By 13:49, the operator had acknowledged they were experiencing a major network outage. An update was received at 14:25 advising that the problem was affecting all clients connecting to their network via VPN. A further update at 14:53 suggested that they had narrowed focus to a firewall.

Further updates followed from the operator at 15:38 and 16:06 advising that engineers were still investigating.

Ziron monitoring showed service was restored at 16:07. At 16:25 we advised customers that service had been restored and we would continue to monitor. Notification from the operator of service restoration followed at 16:44, and we closed this incident at 16:47.

In a root cause analysis provided on 20th November 2018, our operator partner advised that the outage was initially caused by the software crash of a primary VPN firewall device. Whilst the failover to the secondary VPN firewall device at a second site went to plan, a missing VLAN configuration on a layer-2 switch at the second site meant that an extended outage was caused. The operator has advised that they are planning to complete the introduction of a second set of VPN firewall devices by the end of this month - a project that was already underway before this outage.

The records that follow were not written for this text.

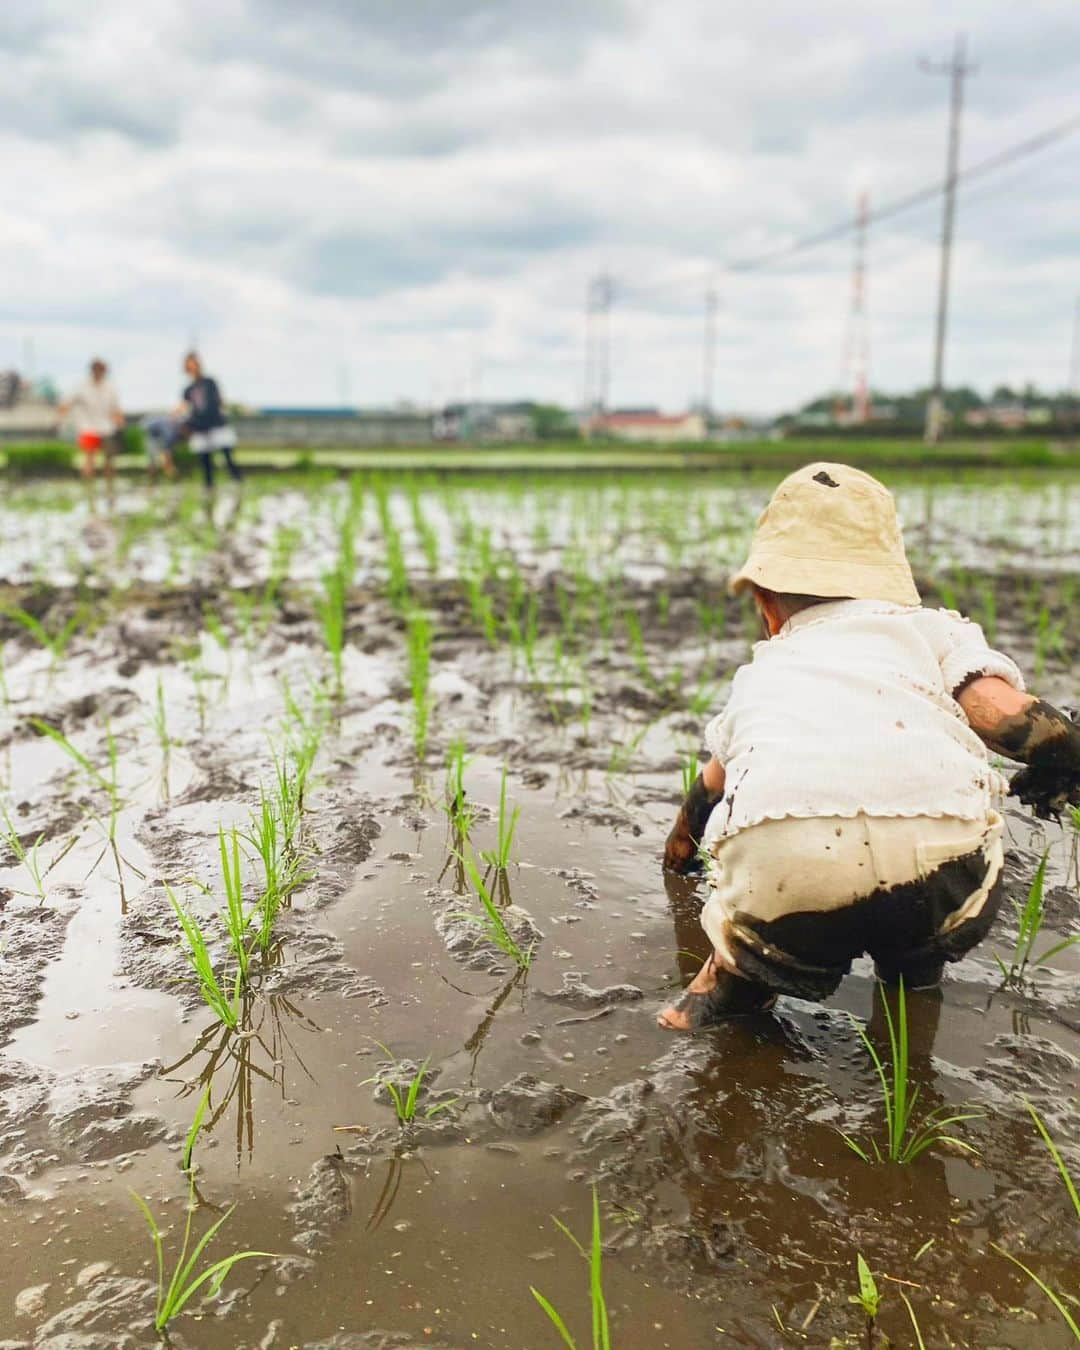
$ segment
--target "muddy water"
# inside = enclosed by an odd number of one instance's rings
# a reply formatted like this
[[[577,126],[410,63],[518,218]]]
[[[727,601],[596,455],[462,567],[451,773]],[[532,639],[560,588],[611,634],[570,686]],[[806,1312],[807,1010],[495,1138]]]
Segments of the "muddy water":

Posted Nov 15, 2018 - 16:57 UTC

Resolved
This incident has now been resolved - a postmortem will follow as soon as we have received similar from our operator partner.
Posted Nov 13, 2018 - 16:47 UTC
Update
We are continuing to monitor for any further issues.
Posted Nov 13, 2018 - 16:26 UTC
Monitoring
Our monitoring shows the issue has cleared at 16:07 UTC, and services have been stable since then. However, we have not yet received an all clear from the operator partner. We will continue to monitor and update when we have a further update from the operator partner.
Posted Nov 13, 2018 - 16:25 UTC
Update
Operator partner engineers continue to work on this issue. Further update by 1615 UTC.
Posted Nov 13, 2018 - 15:45 UTC
Update
Operator partner has advised that engineers are on site and have advised that there is a firewall issue. Next update due from operator partner by 15:30 UTC.
Posted Nov 13, 2018 - 14:56 UTC
Update
Our operator partner is still working to resolve this issue, and engineers are currently focussing on an issue within their network around VPN termination. They have advised that they will be providing another update within the next 30 minutes.
Posted Nov 13, 2018 - 14:39 UTC
Identified
Our operator partner have advised that they are experiencing an outage and are working to resolve it. More details to follow.
Posted Nov 13, 2018 - 13:53 UTC
Investigating
We are investigating an issue with operator partner is currently affecting the following lookup services:

get_country
hashed_imsi

An update will follow shortly.
Posted Nov 13, 2018 - 13:41 UTC
This incident affected: Number Lookup.